So much of the fun of pinhole cameras, apart from the pictures that they produce, is their simplicity. They're the very basis of photography: light, a box, and something to capture your image. What's more, they're simple enough that you can make them yourself, out of coffee cans, cardboard boxes, or canibalise a bodycap to make one for a dSLR camera. But what about if you introduced new world technology to old school simplicity, and you 3D printed a pinhole camera? Step forward Clint O'Connor and his Pinhole, Printed project on Kickstarter. By backing his project you can snap up a print-it-yourself kit that comes complete with the items that can't be printed—pinhole, O-rings, red window, screws—for $29. If you're not endowed with a 3D printer, you can buy a ready-printed camera along with two rolls of film and the STL files for $49. Whichever reward you opt for, it includes a guidebook to help you get your exposures right, too.

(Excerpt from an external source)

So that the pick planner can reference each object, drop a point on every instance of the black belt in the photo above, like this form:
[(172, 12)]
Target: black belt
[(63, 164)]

The pinhole camera you'll produce is the Flyer. It is printed in ABS, Acrylonitrile Butadiene Styrene—the same material used to make Lego—making it light but sturdy. It takes 120 format film, has a 70° field of view, an ƒ-stop of 133, and can be mounted on a tripod. Old school meets new world.
Pinhole, Printed managed to achieve its Kickstarter goal within 13.5 hours of going live on 10 October 2013, so now it's a case of staking your claim on one of the limited edition Kickstarter versions of the Flyer (they're marked with a 'K') or on the files so that you can print own (they don't come with a 'K'). You've until 10 November 2013 to make a pledge.